After thinking it over, I decided a restriction on the intake side of bank 2 could possibly explain the loss of compression and would still give us good leak down numbers. I decided to take in-cylinder compression readings with the PICO scope to get a better idea of what was going on.
Right away we can see a clear difference in peak compression and a distinctive pocket near the intake stroke on cylinder 4; cylinders 5 and 6 were nearly identical. Using the measuring tools and comparing to the known good from cylinder 1, I found some very interesting information revealed. Looking closely at the good cylinder we can see a peak cylinder pressure of 269.8 psi (18.6 bar). We can also see the intake valve is opening approximately 362.9 degrees after compression TDC.
Analyzing what the PICO showed us, in particular, the point at which the intake valve opens, I determined the intake valves on bank 2 were opening 59.9 degrees of crankshaft rotation (29.95 degrees at the camshaft) later than the intake valves on bank 1. This created the large vacuum and the reduced time to fill the cylinders resulting in reduced compression.
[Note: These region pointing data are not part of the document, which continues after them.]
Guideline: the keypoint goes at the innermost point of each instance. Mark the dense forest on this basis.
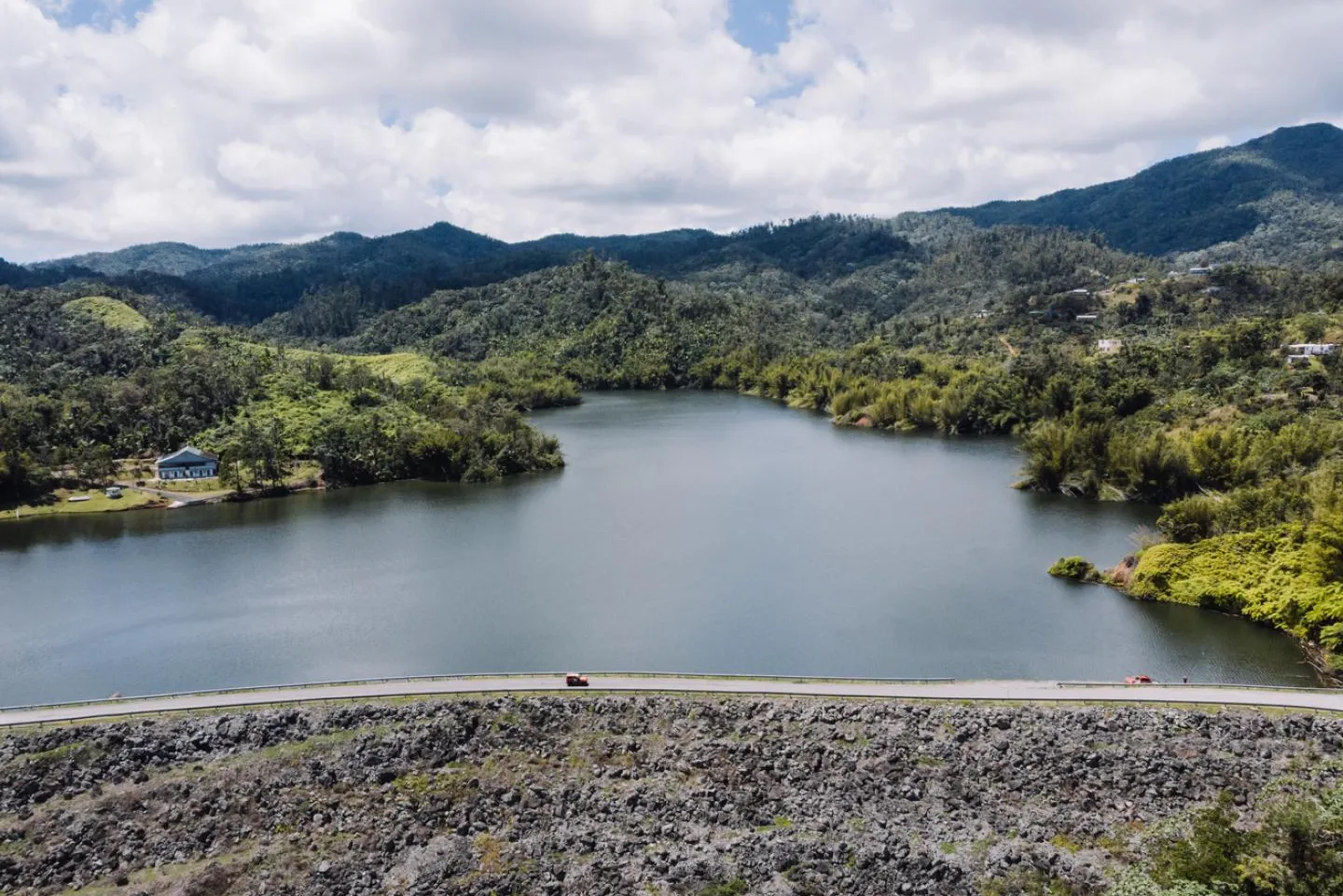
(88, 379)
(418, 353)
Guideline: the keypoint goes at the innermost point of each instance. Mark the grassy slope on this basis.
(110, 311)
(100, 503)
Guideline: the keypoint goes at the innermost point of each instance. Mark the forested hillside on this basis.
(417, 353)
(86, 379)
(1288, 183)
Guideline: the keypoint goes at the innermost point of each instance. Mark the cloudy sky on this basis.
(228, 121)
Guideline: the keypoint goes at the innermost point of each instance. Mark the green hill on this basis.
(1199, 200)
(110, 311)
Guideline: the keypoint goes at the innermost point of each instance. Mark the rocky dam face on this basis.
(631, 794)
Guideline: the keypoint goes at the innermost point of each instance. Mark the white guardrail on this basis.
(484, 676)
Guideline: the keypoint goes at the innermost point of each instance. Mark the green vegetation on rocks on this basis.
(1076, 569)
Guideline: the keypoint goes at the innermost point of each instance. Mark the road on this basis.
(1007, 691)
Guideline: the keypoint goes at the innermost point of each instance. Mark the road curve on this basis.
(1002, 691)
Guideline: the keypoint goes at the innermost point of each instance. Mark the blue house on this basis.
(187, 463)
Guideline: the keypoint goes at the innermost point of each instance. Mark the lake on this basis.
(690, 532)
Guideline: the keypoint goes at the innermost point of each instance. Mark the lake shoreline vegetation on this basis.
(420, 355)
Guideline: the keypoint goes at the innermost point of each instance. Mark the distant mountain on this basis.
(174, 259)
(1192, 203)
(253, 283)
(1276, 200)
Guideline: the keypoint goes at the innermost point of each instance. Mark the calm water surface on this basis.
(690, 532)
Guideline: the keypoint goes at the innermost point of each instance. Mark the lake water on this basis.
(690, 532)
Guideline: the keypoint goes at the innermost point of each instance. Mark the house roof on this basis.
(186, 454)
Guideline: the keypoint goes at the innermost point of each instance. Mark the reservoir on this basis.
(690, 532)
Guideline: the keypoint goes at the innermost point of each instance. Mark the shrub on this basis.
(1076, 569)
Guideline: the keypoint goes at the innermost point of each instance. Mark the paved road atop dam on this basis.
(979, 691)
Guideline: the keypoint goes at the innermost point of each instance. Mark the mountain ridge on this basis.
(1276, 200)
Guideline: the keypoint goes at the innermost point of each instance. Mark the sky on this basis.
(237, 121)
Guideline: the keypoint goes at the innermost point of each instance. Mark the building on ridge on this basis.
(187, 463)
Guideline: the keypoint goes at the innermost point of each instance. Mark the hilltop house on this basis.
(1312, 348)
(187, 463)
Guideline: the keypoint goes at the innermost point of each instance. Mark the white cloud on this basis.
(222, 121)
At this point, no major disassembly had been performed and we decided it was time to confirm the cam timing. Upon checking base timing, we confirmed bank 1 was in time and the intake cam on bank 2 was out of time (not the exhaust cam). As you can see in the picture below, the intake cam lobe for cylinder 4 (viewed from the rear) should be at a near parallel with the cylinder head surface. A rough estimate shows it is approximately 33.9 degrees off; we estimated 29.95 degrees with the PICO scope.
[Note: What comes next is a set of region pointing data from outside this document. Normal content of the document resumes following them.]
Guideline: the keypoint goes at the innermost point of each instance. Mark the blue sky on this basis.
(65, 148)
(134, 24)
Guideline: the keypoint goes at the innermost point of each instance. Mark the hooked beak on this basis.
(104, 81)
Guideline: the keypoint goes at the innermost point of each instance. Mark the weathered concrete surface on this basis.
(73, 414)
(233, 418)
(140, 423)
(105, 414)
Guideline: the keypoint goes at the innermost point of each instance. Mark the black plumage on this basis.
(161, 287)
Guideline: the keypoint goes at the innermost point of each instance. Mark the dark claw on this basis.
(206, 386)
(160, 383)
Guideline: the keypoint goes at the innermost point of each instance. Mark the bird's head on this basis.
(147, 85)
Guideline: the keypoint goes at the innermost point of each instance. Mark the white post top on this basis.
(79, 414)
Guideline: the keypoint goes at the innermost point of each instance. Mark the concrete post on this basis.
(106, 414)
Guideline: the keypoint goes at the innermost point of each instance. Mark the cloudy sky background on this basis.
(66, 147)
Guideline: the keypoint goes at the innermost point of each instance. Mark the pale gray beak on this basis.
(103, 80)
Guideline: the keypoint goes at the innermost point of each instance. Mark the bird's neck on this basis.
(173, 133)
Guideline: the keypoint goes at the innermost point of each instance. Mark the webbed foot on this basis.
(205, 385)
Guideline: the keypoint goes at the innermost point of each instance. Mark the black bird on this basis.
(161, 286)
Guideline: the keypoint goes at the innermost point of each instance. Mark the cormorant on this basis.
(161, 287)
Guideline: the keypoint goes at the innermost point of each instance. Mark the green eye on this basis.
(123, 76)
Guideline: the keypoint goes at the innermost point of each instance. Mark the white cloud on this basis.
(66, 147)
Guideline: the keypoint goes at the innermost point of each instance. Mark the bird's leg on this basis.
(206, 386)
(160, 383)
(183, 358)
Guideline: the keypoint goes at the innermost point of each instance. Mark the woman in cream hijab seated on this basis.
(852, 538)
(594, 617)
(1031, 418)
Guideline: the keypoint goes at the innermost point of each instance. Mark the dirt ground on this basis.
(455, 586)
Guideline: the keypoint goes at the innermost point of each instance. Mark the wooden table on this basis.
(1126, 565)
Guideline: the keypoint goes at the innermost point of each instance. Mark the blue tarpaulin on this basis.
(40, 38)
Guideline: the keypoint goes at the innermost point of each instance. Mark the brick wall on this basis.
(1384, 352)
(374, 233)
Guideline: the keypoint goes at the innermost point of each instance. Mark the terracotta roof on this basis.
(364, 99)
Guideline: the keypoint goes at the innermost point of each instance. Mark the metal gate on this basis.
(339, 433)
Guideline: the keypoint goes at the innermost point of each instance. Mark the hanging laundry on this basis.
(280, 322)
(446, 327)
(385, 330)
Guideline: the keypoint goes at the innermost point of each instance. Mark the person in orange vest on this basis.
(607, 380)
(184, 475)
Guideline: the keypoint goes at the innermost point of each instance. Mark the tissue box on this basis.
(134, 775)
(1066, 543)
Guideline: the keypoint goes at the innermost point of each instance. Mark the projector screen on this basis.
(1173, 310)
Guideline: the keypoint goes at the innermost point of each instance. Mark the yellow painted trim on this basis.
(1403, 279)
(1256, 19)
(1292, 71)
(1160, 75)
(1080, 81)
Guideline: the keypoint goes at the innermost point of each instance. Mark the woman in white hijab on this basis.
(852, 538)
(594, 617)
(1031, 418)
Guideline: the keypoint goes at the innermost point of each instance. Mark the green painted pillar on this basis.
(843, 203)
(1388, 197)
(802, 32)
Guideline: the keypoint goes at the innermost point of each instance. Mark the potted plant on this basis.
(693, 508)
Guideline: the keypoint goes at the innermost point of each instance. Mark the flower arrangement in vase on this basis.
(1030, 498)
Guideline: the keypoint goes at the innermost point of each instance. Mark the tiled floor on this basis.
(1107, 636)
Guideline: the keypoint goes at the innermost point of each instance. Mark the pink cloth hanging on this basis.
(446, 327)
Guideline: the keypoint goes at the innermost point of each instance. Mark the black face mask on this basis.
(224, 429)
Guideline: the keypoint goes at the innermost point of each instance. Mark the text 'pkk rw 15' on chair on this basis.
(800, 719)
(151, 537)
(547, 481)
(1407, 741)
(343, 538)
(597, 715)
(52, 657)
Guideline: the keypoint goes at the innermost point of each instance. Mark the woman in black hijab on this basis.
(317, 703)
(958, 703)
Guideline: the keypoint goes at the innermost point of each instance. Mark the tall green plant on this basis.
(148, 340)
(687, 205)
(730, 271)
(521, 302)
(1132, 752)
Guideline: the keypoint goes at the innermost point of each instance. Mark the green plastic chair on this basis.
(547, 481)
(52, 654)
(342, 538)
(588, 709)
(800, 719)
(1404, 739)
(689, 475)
Now for the root cause of this failure- the intake camshaft on bank 2 drives the high-pressure pump via a gear. The intake camshaft on this engine is gear driven by the exhaust camshaft; as a result, it spins counterclockwise. The drive gear on the exhaust camshaft is friction welded in place. We suspected the high-pressure pump had locked up at one time causing the friction weld to slip on the exhaust camshaft thus resulting in a loss of intake camshaft timing. Once we removed the high-pressure pump, we could feel a distinct difference in the effort to turn the pump compared to a known good pump. Comparing the exhaust camshaft to the new camshaft, we could clearly see the change in relation to the cam lobe and the timing marks on the gear. I should note no gasoline could be detected in the tank and a sample of the diesel was sent out for analysis to determine the cause of the high-pressure pump failure.
The loss of airflow into the engine due to the cam timing was causing a loss of power, causing the EGR dynamic test to fail and setting the air mass codes. This test not only revealed the low compression but clearly showed us the root cause was in the mechanical timing. With one test we were able to pinpoint the cause and save countless hours blindly tearing this engine down. It would have been very possible for a technician to miss that the cam timing was off upon disassembly as well, further resulting in lost time.
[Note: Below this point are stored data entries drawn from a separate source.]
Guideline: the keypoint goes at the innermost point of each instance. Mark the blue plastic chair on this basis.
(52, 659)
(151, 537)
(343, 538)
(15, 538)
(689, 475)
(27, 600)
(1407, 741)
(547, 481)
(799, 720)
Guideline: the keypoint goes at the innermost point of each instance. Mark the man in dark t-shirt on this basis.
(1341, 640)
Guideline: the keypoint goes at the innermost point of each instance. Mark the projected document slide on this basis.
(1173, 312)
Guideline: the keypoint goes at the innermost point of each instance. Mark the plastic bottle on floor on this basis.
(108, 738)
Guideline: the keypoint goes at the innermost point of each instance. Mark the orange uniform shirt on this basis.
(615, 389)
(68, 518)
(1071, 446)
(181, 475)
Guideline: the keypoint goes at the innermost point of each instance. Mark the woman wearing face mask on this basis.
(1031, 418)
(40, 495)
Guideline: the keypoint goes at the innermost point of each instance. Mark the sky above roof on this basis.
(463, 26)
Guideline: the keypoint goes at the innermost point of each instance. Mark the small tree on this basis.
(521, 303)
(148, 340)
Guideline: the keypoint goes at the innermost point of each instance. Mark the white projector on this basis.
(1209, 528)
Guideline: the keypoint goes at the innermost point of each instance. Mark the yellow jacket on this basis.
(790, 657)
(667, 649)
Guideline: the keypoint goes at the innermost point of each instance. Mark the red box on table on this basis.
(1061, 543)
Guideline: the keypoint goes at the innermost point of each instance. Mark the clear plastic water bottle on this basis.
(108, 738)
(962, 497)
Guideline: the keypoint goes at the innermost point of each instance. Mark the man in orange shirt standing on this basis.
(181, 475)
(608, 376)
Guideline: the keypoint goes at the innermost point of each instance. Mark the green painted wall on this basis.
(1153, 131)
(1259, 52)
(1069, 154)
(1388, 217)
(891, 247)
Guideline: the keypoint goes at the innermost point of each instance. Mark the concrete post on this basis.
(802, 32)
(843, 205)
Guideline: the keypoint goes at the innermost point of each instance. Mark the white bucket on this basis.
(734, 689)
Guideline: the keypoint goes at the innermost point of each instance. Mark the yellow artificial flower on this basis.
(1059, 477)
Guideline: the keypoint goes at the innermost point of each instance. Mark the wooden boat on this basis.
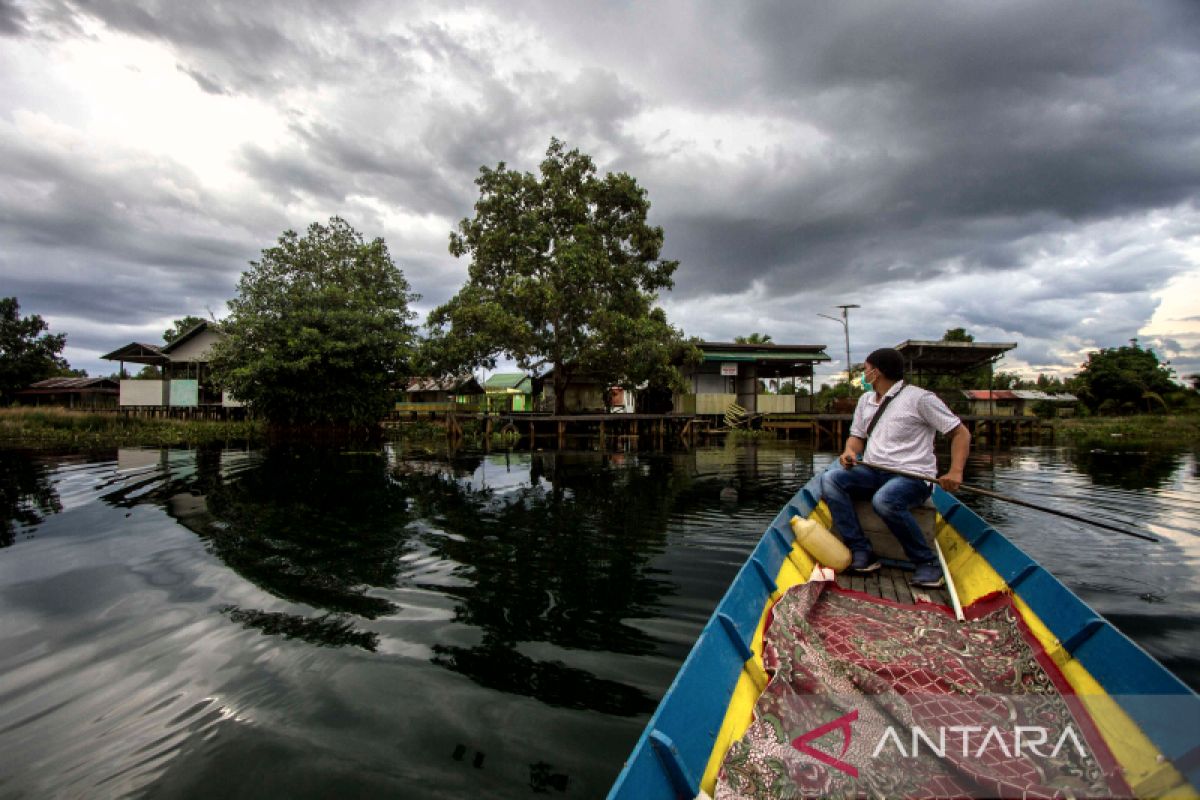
(1149, 719)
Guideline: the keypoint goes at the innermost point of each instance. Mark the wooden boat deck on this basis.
(892, 583)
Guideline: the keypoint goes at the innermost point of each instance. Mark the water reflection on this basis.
(293, 527)
(546, 548)
(1129, 469)
(306, 623)
(556, 551)
(27, 494)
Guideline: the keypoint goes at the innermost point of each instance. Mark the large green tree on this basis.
(564, 271)
(180, 326)
(1125, 378)
(754, 338)
(28, 353)
(319, 331)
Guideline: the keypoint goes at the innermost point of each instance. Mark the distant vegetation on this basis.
(319, 331)
(1114, 382)
(564, 272)
(28, 353)
(52, 428)
(1126, 432)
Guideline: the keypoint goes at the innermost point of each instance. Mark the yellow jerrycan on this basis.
(819, 542)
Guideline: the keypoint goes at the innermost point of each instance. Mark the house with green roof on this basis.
(730, 372)
(509, 391)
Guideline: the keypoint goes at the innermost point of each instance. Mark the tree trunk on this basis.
(559, 390)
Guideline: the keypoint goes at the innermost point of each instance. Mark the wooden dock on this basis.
(610, 431)
(664, 431)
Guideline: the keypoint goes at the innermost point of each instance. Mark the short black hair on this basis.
(888, 361)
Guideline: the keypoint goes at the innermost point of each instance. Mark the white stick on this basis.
(949, 583)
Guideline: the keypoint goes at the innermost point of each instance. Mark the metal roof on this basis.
(949, 358)
(505, 380)
(138, 353)
(1019, 394)
(460, 384)
(767, 352)
(51, 385)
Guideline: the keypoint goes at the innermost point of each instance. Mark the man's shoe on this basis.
(864, 561)
(928, 576)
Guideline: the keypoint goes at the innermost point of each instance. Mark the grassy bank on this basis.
(58, 428)
(1132, 431)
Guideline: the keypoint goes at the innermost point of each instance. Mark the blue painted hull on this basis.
(678, 743)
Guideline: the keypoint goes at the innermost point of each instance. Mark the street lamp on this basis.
(845, 326)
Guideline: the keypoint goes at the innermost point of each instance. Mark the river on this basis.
(395, 621)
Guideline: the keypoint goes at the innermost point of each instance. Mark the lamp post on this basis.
(845, 326)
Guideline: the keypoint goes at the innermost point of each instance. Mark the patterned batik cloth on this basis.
(852, 677)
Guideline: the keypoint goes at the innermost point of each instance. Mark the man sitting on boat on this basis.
(900, 438)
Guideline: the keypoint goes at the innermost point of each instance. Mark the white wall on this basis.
(141, 392)
(196, 348)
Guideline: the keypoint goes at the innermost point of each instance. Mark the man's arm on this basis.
(960, 445)
(855, 447)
Jesse Weston (Mercedes-Benz of Arrowhead)
November 25 2019
Great write up! I will be using this as training in out shop. Thank you
November 25 2019
This is a very good article and I can see your knowledge, just a quick question, how can you tell or see the intake valve opening on cylinder #1 this is a diesel engine with no throttle plate and no engine vacuum, so it will be very difficult to pinpoint other than going back to valve timing specs and calculating when the valve starts to open.
November 25 2019
Amazing conclusion, but this looks like a design flaw? How it is possible that the Cam is only friction welded?